Modern medicine can feel like a bit of magic

Lisa Jarvis, Tribune News Service

Every once in a while, modern medicine can feel like a bit of magic. Like when a vaccine is shown to eliminate cases of cervical cancer among young women or gene editing allows someone with sickle cell disease to live without constant pain. Or when an experimental gene therapy allows a deaf 11-year-old boy to hear. Aissam Dam is now able to hear sound for the first time in his young life. The treatment he received, developed by Eli Lilly & Co. subsidiary Akouos Inc., is aimed at fixing the underlying cause of his congenital deafness. As someone who has followed this field for many years, watching drug after drug for various types of hearing loss fail, reading about Dam’s experience gave me goosebumps. Finally, some momentum.

Until now, the options for addressing hearing loss have been limited to devices — a hearing aid can amplify sound for people whose ears can still detect and transmit it, whereas a cochlear implant bypasses damaged parts of the ear to stimulate the auditory nerve. The current advance can’t help the millions of people in the US experiencing some level of hearing loss — or even most of the people with common forms of congenital deafness. But the path to treatments suddenly looks clearer. “It’s very exciting,” says Nancy Young, who founded the Lurie Children’s Cochlear Implant program. “It’s the beginning of the future.” “Beginning” is an important word for families wondering if this treatment or another like it could someday be available to their children with congenital deafness. It’s very early days, and there are some caveats to consider.

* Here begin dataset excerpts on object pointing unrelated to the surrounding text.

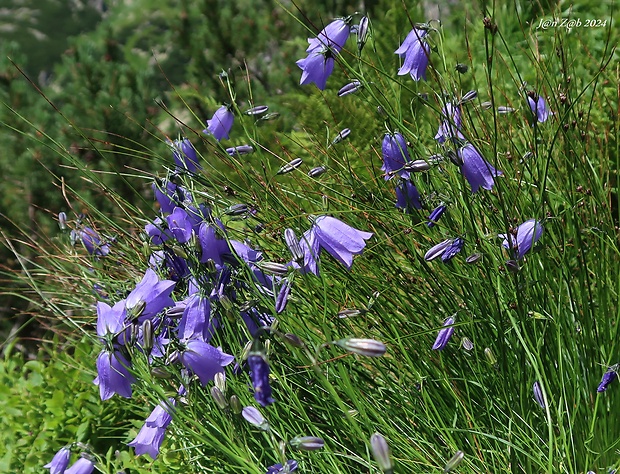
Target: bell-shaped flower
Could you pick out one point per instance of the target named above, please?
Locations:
(333, 36)
(113, 375)
(407, 196)
(151, 435)
(59, 462)
(538, 106)
(477, 171)
(416, 52)
(204, 360)
(395, 155)
(340, 240)
(149, 297)
(450, 126)
(526, 236)
(185, 155)
(220, 124)
(81, 466)
(317, 67)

The first is that Dam had a very rare form of congenital hearing loss. The gene therapy corrects a mutation that prevents cells in the ear from making a functional form of a protein called otoferlin, variants of which are found in just 1%-8% of infants born without the ability to hear. People with this form of hearing loss have all the right architecture in their ear. Their cochlea is fully formed and all the thousands of sensory cells that line it, called hair cells, are intact. Those hair cells just can’t send a signal to the brain. That differs from most other forms of genetic deafness, in which those hair cells die off, sometimes as early as in the womb. That’s a much harder problem to fix because we don’t make new hair cells — what we’re born with is all we’ve got. Damage to those cells is the main reason why hearing loss is so common as we age. (Let this serve as your reminder to turn down the volume on your headphones and carry earplugs to your next concert.) A gene therapy for more common forms of congenital hearing loss — or really most kinds of hearing loss — likely will need to coax the body into making new hair cells. That’s a tall order, and the one prominent attempt to do so, a gene therapy developed by Novartis and tested in adults, did not pan out.

But there’s also reason to think that what is being learned from efforts to treat otoferlin-mediated hearing loss could inform the development of more complex treatments. While the biology of each form of congenital hearing loss is unique, the way the therapies are delivered is a critical part of inventing other drugs, says Emmanuel Simons, chief executive officer of Akouos and senior vice president of gene therapy at Lilly. That might not sound like a big deal, but a chronic challenge for all gene therapies is delivering enough of the genetic material to the right cells. In Dam’s case, doctors at the Children’s Hospital of Philadelphia used a special procedure to drip a relatively modest dose of the therapy — a type of hollowed-out virus stuffed with many copies of the genetic fix — directly into his inner ear. That represents significant progress. Lilly isn’t the only one making progress, either. Researchers from the Eye & ENT Hospital of Fudan University and Shanghai-based Refreshgene Therapeutics said they’d developed a similar gene therapy that restored hearing in 5 of 6 children. The kids who enrolled in the small study, published recently in The Lancet, ranged from 1 to 6 years old. Four of them had a cochlear implant in one year.